In the beginning, sensors were developed for automotive safety systems, like the airbag. Thanks to new, cost-efficient fabrication methods and miniaturization, new areas of application in consumer electronics have been added: sensors are now also found in cell phones, gaming consoles, and laptops.

Unlimited Applications
The acceleration sensor enables an easier use of a cell phone: a display switches from horizontal to vertical when tilting the phone, the cell phone mutes when placing it upside down. More and more use cases are imaginable.

Using sensors, ‘electronic sense organs’, by which technological devices perceive their environment, mobile devices can react more and more intelligently to human demands.

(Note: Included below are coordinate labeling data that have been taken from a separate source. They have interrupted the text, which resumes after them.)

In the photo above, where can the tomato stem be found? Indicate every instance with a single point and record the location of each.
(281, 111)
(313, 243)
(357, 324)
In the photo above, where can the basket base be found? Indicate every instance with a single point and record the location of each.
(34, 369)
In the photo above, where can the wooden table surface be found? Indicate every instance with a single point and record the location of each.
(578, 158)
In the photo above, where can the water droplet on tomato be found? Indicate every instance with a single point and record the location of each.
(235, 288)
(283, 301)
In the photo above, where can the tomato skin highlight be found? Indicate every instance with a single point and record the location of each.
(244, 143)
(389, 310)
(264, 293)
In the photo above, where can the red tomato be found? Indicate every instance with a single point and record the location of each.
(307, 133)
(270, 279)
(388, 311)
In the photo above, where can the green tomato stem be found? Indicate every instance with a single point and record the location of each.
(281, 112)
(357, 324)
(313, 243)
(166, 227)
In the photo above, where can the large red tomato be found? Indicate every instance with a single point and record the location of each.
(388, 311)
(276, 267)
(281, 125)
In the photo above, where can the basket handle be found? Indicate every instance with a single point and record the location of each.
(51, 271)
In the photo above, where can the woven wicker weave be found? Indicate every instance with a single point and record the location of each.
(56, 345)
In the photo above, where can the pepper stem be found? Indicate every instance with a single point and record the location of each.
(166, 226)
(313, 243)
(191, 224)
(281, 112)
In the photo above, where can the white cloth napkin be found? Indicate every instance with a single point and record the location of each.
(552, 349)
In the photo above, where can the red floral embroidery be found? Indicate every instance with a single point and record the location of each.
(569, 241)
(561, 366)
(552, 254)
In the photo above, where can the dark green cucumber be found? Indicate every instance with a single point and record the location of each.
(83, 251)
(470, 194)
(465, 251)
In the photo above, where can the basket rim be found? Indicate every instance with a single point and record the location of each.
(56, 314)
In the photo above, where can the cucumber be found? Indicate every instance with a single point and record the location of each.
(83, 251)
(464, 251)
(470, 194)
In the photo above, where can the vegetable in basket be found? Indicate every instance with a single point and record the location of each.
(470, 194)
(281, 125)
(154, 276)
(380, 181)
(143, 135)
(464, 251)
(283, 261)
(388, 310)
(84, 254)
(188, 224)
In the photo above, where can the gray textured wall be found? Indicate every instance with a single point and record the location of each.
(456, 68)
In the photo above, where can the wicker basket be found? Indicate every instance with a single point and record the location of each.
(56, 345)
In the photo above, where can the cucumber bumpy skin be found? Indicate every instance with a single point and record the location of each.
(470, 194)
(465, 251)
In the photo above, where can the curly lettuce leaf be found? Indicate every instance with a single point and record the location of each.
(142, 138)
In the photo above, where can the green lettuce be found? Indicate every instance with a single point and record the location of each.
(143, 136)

MEMS sensors by Bosch Sensortec simplify the control of battery-operated consumer products and make it more intuitive. The spectrum of applications is enormous:

• mobile telephones and PDAs
• wearable music players
• electronic games
• sport and outdoor activities
• photo and video players
• mobile computing
• healthcare and security applications
• white goods
• logistics and transport monitoring.

Microsystem Technology as the key to high-performance sensors
Micromechanics is basically derived from modern semiconductor technology. The goal here is to use procedures from micro-electronics and other key processes to produce tiny, moveable mechanical components that execute functions, such as sensors that measure precise pressure or acceleration, printer heads of inkjet printers that produce clean writing on paper, or devices that monitor the physical activity of people with cardiac diseases.

Bosch engineers developed processes for surface micromechanics. The structures and components are built on the surface of a silicone slice and then, unlike other processes, extremely thick crystalline silicone layers are built up. With the new processes, very fine structures with vertical walls are created in the thick silicone layers that are applied. They in turn produce the moveable masses and freely vibrating spring elements and engrave precisely measured vacuum chambers in the applied silicone.

Additionally, they combine the sensors with electronic evaluation circuits and seal off their elements from environmental influences with a razor-thin layer in the smallest possible space. This is all on a scale of thousandths of millimetres, substantially finer than a human hair.